Morrison didn’t even crack a smile, and Suzy kind of slumped in defeat. Apparently it was a crappy enough April Fools’ joke that it wasn’t even worth commenting on.

Staring at her toes, Suzy mumbled, “Well, I just, I mean, I thought you’d be here.”

“How does anybody even know about Annie? It shouldn’t be in the papers. I’d think the hospital would be trying to keep it quiet.”

“That Channel Two reporter got hold of it. The pretty one. She was covering some other story at the hospital and heard people talking about this old woman who turned up out of nowhere. So she turned the story into an exposé on the carelessness of the Seattle hospital systems. She was on the national news last night.”

I groaned and sat forward to put my face in my hands. “Laurie Corvallis? God, the national news? That’s got to thrill her right down to her cold-blooded toes. How much you want to bet she parlays this into an anchor position somehow?”

“That’s a bet I wouldn’t take,” Morrison answered. I smiled in admiration of his wisdom while Suzy peered between us.

“We’ve met Laurie Corvallis,” I explained. “Frankly, we’re lucky she’s only doing an exposé on the hospital system, not trying to shine light on the magical aspects of the world.

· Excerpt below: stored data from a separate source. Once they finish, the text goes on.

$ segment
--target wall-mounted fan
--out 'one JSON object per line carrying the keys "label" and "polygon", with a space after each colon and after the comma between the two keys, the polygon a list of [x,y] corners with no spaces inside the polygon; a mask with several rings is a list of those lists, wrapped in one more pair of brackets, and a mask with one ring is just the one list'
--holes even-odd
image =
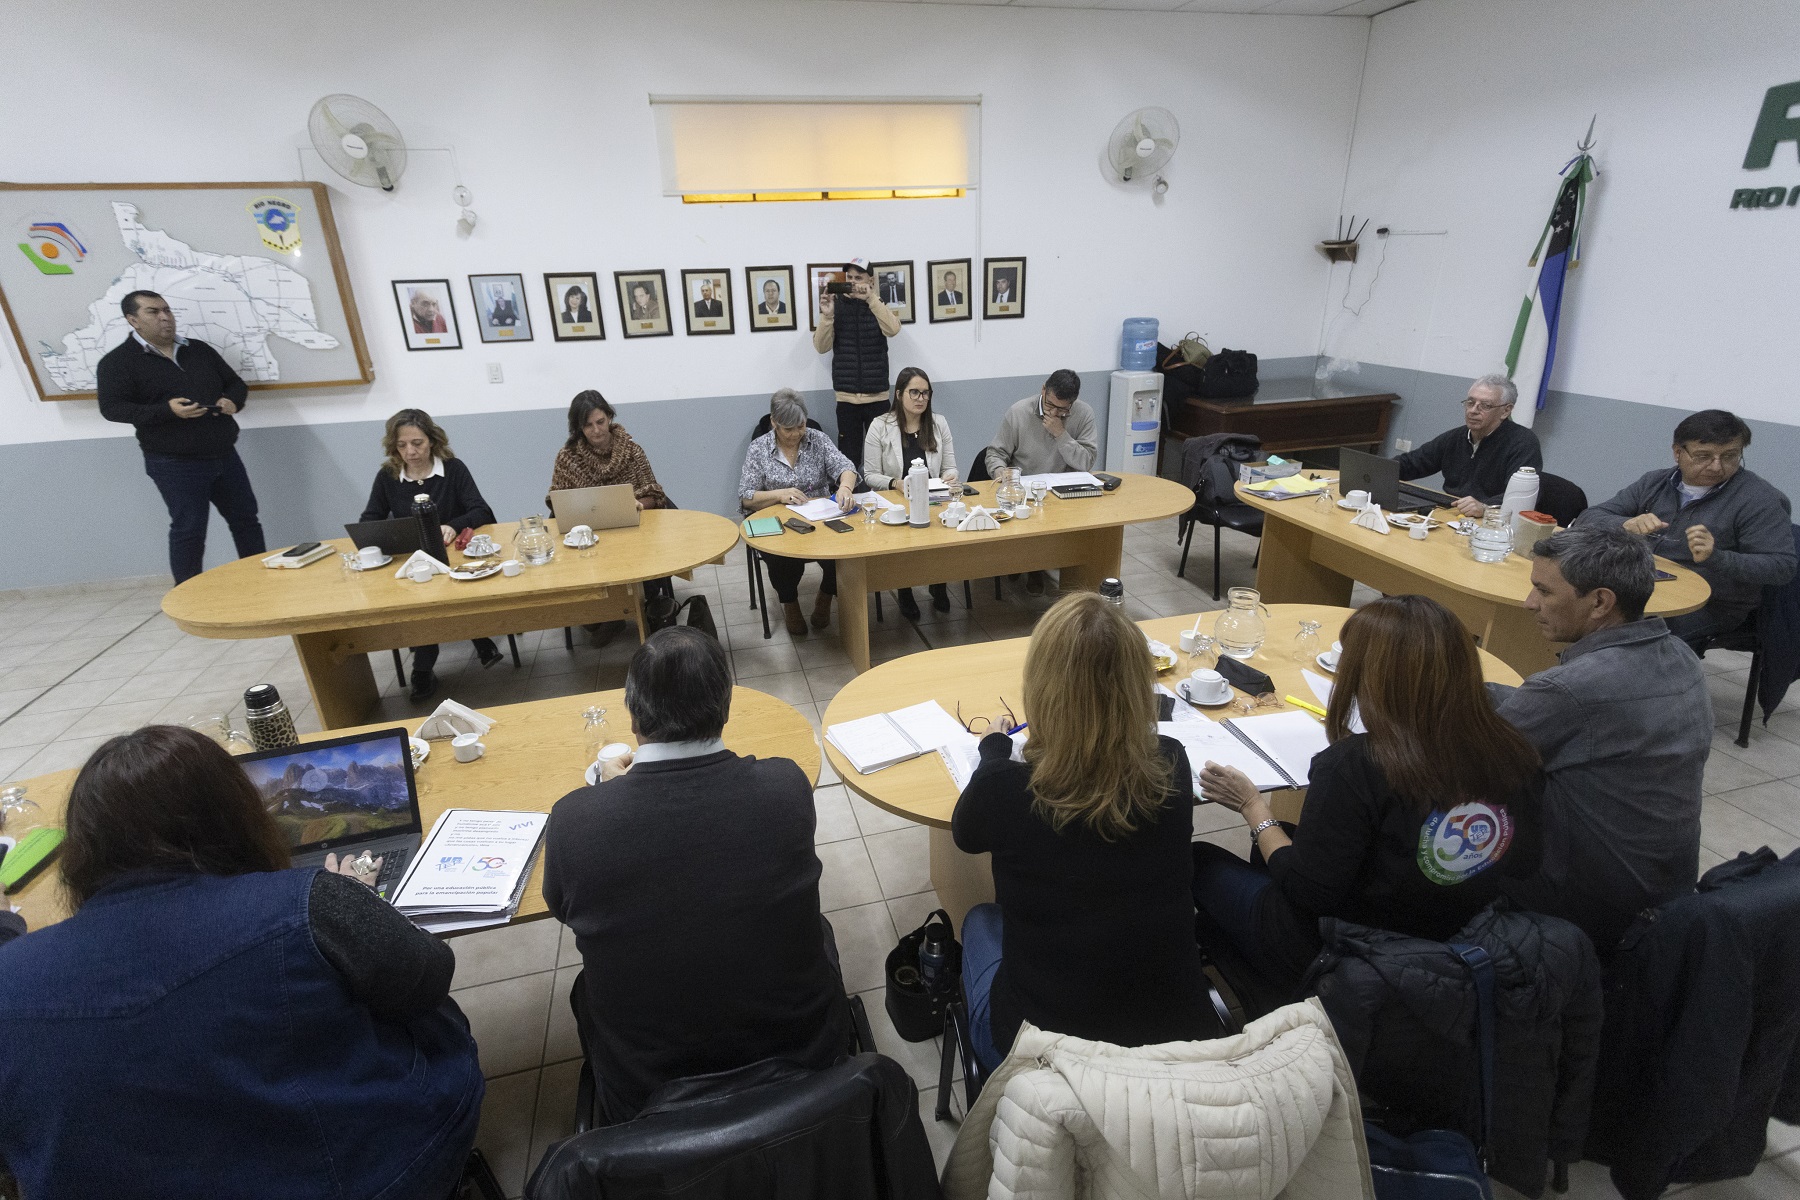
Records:
{"label": "wall-mounted fan", "polygon": [[1121,183],[1155,179],[1156,191],[1168,189],[1157,172],[1181,144],[1181,123],[1166,108],[1140,108],[1113,128],[1106,142],[1106,161]]}
{"label": "wall-mounted fan", "polygon": [[388,115],[338,92],[312,106],[306,132],[325,165],[363,187],[391,192],[406,173],[406,141]]}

Believe me, if she thought there was anything hinky about this, and that she could make a story of it that people would believe, she’d be all over that like white on snow.”

“Hinky.” Suzy wrinkled her nose dubiously. “Did she really just say
hinky?

“I’ve learned to think of her verbal tics as part of her charm,” Morrison said, straight-faced enough that I thought I should be offended. Then he cracked a grin and Suzy let go a relieved little burst of giggles, like she’d desperately needed the pressure release. Morrison was
much
better at kids than I was.

Of course, I was pretty certain giant squid were better at kids than me. That was good. Under the circumstances, somebody needed to be. I drew my tattered dignity around myself and sniffed. “If you’re quite finished making fun of me...?”

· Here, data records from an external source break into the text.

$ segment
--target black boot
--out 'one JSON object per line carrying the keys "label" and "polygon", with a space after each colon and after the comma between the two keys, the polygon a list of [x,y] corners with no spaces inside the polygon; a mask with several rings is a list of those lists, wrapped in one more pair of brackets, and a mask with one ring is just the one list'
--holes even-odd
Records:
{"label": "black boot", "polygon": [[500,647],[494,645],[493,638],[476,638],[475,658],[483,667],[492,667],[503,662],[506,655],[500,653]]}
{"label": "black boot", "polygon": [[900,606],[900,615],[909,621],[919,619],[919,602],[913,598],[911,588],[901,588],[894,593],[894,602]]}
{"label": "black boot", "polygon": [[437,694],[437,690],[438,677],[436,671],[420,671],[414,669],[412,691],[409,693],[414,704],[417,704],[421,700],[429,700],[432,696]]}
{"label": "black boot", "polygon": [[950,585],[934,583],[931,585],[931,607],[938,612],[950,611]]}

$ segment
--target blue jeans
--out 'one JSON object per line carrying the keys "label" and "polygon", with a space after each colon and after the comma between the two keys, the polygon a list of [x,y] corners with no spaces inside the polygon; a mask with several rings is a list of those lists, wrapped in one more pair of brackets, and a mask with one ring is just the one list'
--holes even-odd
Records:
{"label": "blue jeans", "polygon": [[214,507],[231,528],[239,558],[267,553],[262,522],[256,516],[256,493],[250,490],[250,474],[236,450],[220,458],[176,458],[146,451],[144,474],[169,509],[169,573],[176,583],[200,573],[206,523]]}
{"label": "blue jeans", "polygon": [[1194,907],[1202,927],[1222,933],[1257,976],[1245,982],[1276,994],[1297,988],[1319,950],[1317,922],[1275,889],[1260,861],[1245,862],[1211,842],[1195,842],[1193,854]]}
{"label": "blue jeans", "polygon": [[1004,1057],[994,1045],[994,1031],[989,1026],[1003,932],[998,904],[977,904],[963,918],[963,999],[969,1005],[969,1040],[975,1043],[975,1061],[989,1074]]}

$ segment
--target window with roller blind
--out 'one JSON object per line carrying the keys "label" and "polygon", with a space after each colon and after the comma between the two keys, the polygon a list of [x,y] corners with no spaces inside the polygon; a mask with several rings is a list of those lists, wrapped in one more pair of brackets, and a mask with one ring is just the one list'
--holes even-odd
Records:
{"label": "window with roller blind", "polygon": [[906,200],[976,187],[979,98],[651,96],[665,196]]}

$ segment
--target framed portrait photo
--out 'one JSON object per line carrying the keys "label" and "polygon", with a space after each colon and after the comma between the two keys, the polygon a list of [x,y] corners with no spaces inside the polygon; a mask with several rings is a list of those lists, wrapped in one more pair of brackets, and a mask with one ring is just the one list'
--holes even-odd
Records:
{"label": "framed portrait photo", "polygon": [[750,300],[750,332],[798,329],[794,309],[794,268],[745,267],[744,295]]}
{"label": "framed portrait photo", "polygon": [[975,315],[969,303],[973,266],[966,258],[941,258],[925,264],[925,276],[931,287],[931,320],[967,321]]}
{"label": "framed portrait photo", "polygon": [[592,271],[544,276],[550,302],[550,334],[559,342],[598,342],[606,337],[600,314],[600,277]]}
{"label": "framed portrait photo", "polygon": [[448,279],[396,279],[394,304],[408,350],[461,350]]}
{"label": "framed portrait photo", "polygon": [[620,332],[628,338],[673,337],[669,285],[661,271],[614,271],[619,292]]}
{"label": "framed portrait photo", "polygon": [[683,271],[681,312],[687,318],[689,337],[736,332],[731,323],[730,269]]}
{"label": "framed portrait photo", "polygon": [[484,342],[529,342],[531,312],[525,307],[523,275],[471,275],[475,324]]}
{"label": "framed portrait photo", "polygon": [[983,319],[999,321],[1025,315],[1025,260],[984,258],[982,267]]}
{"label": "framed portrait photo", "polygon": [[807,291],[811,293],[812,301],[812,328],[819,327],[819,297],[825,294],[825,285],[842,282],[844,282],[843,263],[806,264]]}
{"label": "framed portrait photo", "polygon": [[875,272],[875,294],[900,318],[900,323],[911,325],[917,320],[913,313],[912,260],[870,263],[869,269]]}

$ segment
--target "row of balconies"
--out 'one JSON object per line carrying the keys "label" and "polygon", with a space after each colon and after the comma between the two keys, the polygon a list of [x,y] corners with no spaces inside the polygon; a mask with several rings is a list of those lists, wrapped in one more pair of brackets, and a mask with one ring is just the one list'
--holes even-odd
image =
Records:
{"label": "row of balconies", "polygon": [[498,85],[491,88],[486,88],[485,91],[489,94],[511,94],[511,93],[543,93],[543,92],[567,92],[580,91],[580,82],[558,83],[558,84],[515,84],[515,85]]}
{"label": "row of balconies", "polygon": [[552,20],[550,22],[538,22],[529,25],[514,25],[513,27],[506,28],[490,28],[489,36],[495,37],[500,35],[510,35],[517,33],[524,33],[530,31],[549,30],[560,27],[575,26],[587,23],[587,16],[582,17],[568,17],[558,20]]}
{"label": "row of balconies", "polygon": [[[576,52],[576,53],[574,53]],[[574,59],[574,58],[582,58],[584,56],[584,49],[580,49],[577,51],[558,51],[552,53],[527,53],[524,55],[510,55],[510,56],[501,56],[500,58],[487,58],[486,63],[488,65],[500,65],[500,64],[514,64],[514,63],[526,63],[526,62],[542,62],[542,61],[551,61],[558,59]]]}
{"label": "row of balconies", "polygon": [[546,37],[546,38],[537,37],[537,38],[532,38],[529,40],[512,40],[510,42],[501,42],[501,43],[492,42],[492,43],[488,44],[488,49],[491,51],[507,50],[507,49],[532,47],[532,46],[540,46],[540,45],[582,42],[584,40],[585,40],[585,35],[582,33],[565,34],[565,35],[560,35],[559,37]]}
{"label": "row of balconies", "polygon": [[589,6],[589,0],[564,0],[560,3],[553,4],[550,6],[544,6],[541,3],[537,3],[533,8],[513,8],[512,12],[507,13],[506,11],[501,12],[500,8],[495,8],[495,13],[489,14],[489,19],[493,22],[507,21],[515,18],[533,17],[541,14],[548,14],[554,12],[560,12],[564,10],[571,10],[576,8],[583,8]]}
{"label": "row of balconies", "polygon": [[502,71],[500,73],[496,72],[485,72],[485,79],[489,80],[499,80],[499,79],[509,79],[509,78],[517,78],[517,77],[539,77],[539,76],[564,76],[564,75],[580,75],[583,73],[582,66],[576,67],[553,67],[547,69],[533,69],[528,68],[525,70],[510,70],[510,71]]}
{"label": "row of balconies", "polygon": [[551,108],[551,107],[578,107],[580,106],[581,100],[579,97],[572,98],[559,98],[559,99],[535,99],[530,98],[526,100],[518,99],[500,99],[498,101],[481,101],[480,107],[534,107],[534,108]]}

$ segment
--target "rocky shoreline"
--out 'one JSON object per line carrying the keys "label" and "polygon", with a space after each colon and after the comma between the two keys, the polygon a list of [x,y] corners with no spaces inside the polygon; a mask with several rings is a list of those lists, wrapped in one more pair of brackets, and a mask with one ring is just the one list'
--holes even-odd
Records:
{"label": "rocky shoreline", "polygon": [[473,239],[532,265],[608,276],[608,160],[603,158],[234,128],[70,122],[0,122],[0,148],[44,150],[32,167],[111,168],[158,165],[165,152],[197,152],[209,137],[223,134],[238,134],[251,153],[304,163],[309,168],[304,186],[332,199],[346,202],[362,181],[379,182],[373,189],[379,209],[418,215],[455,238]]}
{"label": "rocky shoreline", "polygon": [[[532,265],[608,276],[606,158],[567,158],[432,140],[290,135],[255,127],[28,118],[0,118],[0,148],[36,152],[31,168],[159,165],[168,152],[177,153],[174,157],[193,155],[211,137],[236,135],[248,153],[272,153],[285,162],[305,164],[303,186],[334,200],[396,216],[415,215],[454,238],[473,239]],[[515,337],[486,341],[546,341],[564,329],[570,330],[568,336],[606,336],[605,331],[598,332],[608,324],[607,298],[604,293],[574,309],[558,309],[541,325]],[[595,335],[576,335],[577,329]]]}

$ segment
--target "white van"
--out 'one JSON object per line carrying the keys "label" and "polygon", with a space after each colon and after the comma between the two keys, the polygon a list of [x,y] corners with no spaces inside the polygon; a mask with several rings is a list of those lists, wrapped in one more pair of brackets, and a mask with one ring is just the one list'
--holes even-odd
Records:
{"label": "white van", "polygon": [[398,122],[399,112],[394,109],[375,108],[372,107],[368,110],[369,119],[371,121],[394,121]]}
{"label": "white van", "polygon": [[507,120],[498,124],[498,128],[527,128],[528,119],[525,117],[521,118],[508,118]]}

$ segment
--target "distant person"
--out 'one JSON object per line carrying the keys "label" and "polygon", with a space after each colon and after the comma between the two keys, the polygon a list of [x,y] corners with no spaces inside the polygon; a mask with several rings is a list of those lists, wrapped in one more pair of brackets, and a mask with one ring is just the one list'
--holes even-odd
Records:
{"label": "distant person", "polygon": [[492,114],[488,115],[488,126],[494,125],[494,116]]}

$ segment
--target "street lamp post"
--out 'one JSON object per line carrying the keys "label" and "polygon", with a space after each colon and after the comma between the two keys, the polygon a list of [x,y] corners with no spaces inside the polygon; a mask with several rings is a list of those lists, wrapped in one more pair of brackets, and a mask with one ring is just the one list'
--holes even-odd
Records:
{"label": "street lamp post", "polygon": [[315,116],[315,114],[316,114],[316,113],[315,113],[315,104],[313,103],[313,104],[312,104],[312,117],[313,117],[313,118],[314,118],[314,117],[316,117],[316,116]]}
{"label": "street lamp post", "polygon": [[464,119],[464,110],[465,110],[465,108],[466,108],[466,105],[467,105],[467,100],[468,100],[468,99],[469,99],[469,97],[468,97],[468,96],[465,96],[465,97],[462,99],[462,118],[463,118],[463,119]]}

Suzy giggled again, which pleased me. I squeezed her shoulders. “Okay. First—wait. First, does your aunt know you’re here, this time?” Much to my relief, she nodded. “Good. Wait. How? If you got magicked—never mind. You promise she knows?” Suzy nodded again and I struggled past all the hows and whys to focus on the important part. “In that case, I’m basically not letting you out of my sight until this is over, okay? I can keep you safe if we’re together.”